Forum Moderators: coopster

Message Too Old, No Replies

UTF-8 and scripting language

how do you implement

         

henry0

10:57 am on Oct 27, 2008 (gmt 0)

WebmasterWorld Senior Member 10+ Year Member



In light of a recent thread [webmasterworld.com]
I am wondering about your chosen encoding
and how you implement it

I have only sites in US English
and use
charset=iso-8859-1
it sounds like:
the iso-8859-1 charset is well standardized, and suited for html etc.. and it might be the best choice for English written websites?

Sekka

3:05 pm on Oct 27, 2008 (gmt 0)

10+ Year Member



Maybe I'm jumping on a band wagon here, but as far as I am aware there are no detrimental effects to using UTF-8.

It is the standard encoding for a lot of lanugages, and come PHP 6 (maybe 5.3?) UTF-8 will be the default encoding for that too.

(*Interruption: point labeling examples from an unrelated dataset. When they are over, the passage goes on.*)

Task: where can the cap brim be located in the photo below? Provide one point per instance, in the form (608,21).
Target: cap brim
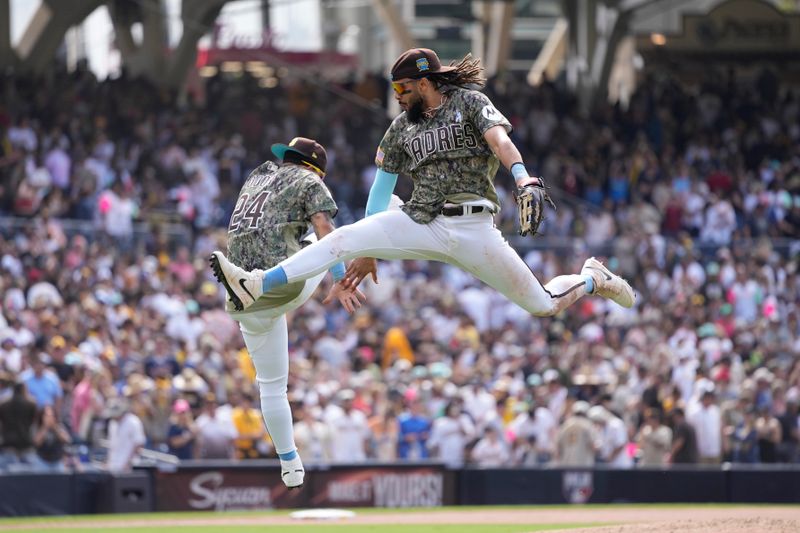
(280,150)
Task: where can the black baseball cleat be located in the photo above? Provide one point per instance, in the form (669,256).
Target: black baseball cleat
(292,473)
(243,287)
(607,284)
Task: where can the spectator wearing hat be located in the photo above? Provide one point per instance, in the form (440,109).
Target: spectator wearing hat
(17,417)
(415,428)
(744,438)
(450,435)
(577,441)
(350,430)
(556,392)
(654,440)
(490,451)
(313,437)
(50,438)
(613,437)
(537,425)
(706,420)
(252,440)
(384,429)
(10,354)
(790,432)
(684,440)
(126,436)
(215,432)
(768,429)
(42,383)
(182,433)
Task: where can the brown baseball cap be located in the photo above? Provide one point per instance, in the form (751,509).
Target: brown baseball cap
(417,63)
(311,151)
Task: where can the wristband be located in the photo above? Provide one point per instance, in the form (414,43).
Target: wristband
(518,171)
(338,271)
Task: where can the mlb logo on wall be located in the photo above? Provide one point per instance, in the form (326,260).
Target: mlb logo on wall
(577,487)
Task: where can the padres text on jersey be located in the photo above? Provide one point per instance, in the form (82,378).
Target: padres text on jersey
(446,155)
(272,214)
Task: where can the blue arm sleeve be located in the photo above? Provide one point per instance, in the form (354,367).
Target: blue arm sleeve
(381,192)
(338,271)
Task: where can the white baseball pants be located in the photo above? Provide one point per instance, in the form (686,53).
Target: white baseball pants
(267,339)
(470,242)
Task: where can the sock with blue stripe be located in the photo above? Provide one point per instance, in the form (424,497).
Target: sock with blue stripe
(589,284)
(288,456)
(274,277)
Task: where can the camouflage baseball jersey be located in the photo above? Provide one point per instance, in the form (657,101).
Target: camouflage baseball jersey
(271,216)
(446,155)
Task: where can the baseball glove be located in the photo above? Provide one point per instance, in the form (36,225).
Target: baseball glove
(530,203)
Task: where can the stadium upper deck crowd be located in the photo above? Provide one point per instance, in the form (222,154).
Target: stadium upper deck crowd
(692,194)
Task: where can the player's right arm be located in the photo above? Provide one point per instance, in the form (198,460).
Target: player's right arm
(351,299)
(388,161)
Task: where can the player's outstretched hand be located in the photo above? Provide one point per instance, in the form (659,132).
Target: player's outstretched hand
(358,270)
(351,299)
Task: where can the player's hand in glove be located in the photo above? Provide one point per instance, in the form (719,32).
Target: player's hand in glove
(531,197)
(358,270)
(351,299)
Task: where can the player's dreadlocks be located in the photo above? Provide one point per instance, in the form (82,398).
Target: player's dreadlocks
(468,71)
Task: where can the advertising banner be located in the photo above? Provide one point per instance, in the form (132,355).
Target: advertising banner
(383,486)
(224,489)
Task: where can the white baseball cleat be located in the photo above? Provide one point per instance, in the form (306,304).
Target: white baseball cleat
(607,284)
(292,473)
(243,287)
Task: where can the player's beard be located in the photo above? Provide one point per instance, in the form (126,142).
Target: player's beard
(414,113)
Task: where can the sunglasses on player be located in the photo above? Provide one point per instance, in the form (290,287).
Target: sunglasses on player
(400,87)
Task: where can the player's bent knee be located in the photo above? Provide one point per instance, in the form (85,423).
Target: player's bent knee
(273,388)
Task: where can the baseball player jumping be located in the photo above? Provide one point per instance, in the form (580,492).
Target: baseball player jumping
(451,141)
(272,214)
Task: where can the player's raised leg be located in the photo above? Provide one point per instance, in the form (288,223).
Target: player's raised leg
(267,340)
(386,235)
(484,252)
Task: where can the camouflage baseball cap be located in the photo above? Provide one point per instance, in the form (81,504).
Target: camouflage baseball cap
(417,63)
(311,151)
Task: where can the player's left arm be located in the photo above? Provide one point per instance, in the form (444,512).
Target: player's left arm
(350,298)
(498,140)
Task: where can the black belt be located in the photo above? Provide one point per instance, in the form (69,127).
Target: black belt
(458,210)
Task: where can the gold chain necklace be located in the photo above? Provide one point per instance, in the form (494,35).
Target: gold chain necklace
(432,111)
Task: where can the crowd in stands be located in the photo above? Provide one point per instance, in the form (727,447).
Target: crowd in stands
(112,326)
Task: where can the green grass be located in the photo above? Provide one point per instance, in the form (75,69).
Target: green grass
(373,510)
(216,522)
(330,528)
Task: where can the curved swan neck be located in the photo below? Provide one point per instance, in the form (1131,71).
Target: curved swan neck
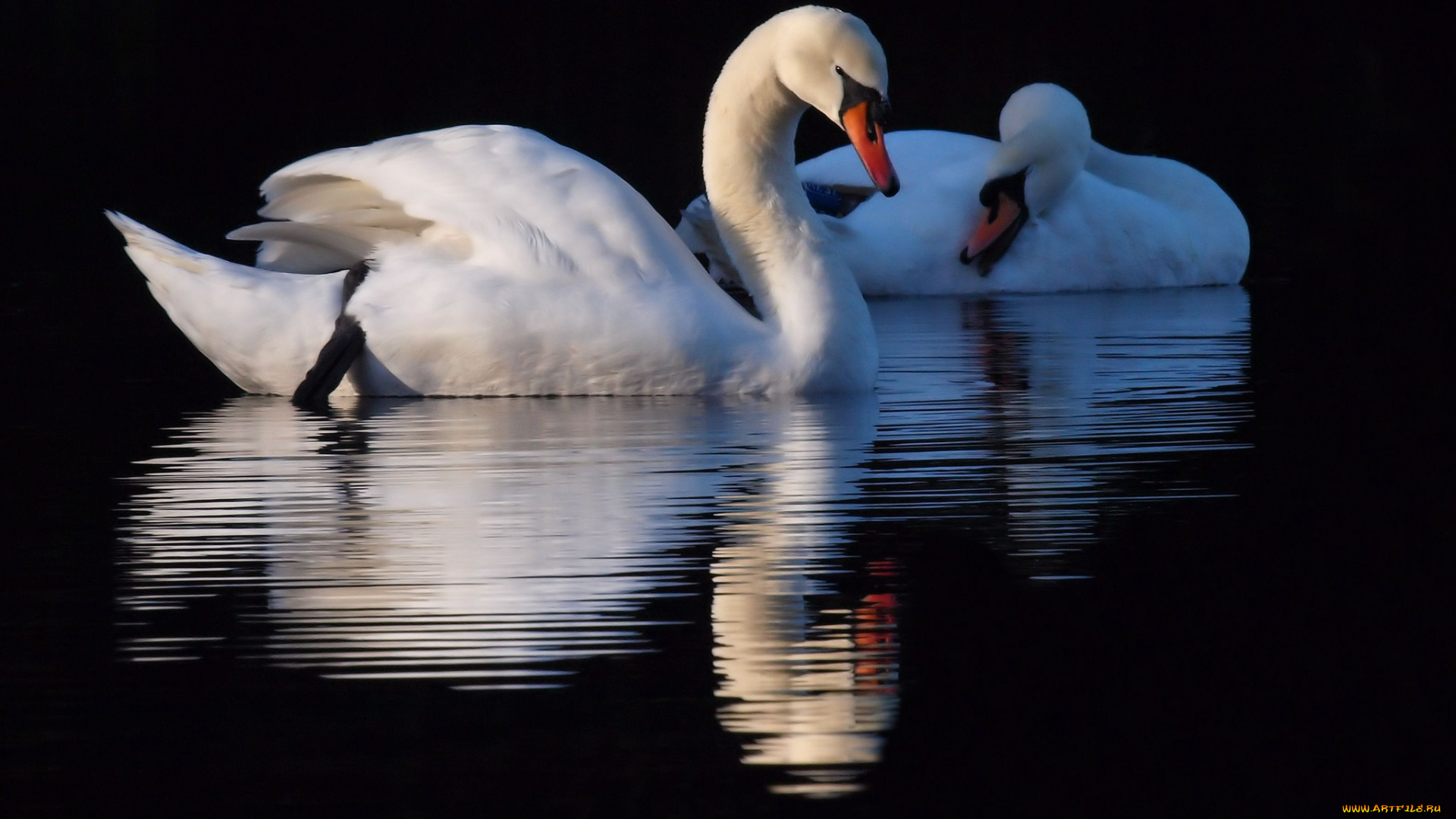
(770,232)
(1043,129)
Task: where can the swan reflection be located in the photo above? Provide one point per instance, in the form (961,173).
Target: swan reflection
(497,544)
(1038,420)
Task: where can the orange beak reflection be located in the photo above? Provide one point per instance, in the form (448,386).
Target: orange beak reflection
(990,229)
(870,143)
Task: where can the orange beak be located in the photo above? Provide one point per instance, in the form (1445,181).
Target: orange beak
(870,143)
(989,229)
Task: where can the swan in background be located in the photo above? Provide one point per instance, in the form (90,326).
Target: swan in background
(488,260)
(1046,209)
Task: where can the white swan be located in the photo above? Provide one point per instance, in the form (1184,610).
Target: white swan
(1071,215)
(501,262)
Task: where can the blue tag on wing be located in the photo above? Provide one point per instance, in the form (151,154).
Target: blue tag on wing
(832,202)
(824,199)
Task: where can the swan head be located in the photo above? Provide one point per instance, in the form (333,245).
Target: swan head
(1046,140)
(829,58)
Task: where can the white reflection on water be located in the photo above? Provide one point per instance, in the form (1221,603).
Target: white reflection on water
(495,544)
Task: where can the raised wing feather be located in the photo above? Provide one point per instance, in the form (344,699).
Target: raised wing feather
(494,196)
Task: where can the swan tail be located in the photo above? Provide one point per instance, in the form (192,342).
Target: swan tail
(259,327)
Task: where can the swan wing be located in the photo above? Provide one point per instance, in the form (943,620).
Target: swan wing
(494,197)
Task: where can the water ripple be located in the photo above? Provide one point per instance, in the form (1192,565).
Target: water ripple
(497,544)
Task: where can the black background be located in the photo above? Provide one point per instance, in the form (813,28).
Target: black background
(1324,124)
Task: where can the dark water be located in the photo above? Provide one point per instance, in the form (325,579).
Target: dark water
(1078,554)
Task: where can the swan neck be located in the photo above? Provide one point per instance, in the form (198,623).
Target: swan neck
(774,237)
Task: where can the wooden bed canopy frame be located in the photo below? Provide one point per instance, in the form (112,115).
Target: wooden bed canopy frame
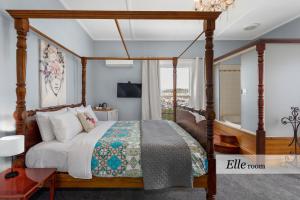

This in itself should be a testament to its use. It just expands character compatibility and makes your application a bit safer in case you do go multilingual.

I personally use UTF-8 and have for years. I have no problems with it either.

henry0

4:46 pm on Oct 27, 2008 (gmt 0)

WebmasterWorld Senior Member 10+ Year Member



You did it :)
Now I am confused
English sites
HTML, PHP and MySQL
what is the correct choice?

Sekka

10:33 pm on Oct 27, 2008 (gmt 0)

10+ Year Member



Bottom line, I use UTF-8 encoding for HTML, PHP and MySQL.

My PHP files are all encoded in UTF-8. Use a text editor that lets you alter file encoding, e.g. Notepad++.

Their output is sent in UTF-8 by using a header,

header('Content-type: text/html; charset=UTF-8');

And using htmlentities() with UTF-8 encoding,

function htmlentitiesutf8($text) {
return htmlentities($text, ENT_QUOTES, "UTF-8", false);
}

As for MySQL, all my tables are encoded in utf8_unicode_ci.

coopster

11:31 pm on Oct 27, 2008 (gmt 0)

WebmasterWorld Administrator 10+ Year Member



UTF8 will work fine for English sites and provide you opportunity to expand in the future if you decide to go multilingual.

The MySQL part of creating/storing information is to set the charset to utf8 and your collation can either be utf8_general_ci or utf8_unicode_ci. There is a difference in the collation you choose, along with a tradeoff [dev.mysql.com]. utf8_general_ci is faster, utf8_unicode_ci is more accurate. For what it's worth, the open source package moodle implements utf8_unicode_ci, if I remember correctly. I'm not certain about other packages like WordPress, Joomla, etc. I would have to pull the code. That may give you an idea what mass-implementation packages are using.

The one thing to keep in mind when developing pages for utf8 is the entity encoding, as Sekka has mentioned.

Here is a link to a thread and the very last post has quite a few links in regards to this topic: Unicode Support [webmasterworld.com]

henry0

11:09 am on Oct 28, 2008 (gmt 0)

WebmasterWorld Senior Member 10+ Year Member



Thank you for the details
I use UltraEdit and as is the UE status bar shows file type as DOS
I always used it as is and I am guilty to say that I never paid attention to the encoding;
if this is so important it should be made a priority when starting to learn about scripting and files

but the real point (in my case) is that DOS now add to my confusion.

Where do I go from there?
Needless to state that I never, on any server, found any problem linked to my encoding type.

I am bookmarking this thread, do not thinkthat I'll be rude by not responding, I am right now leaving the States for two weeks.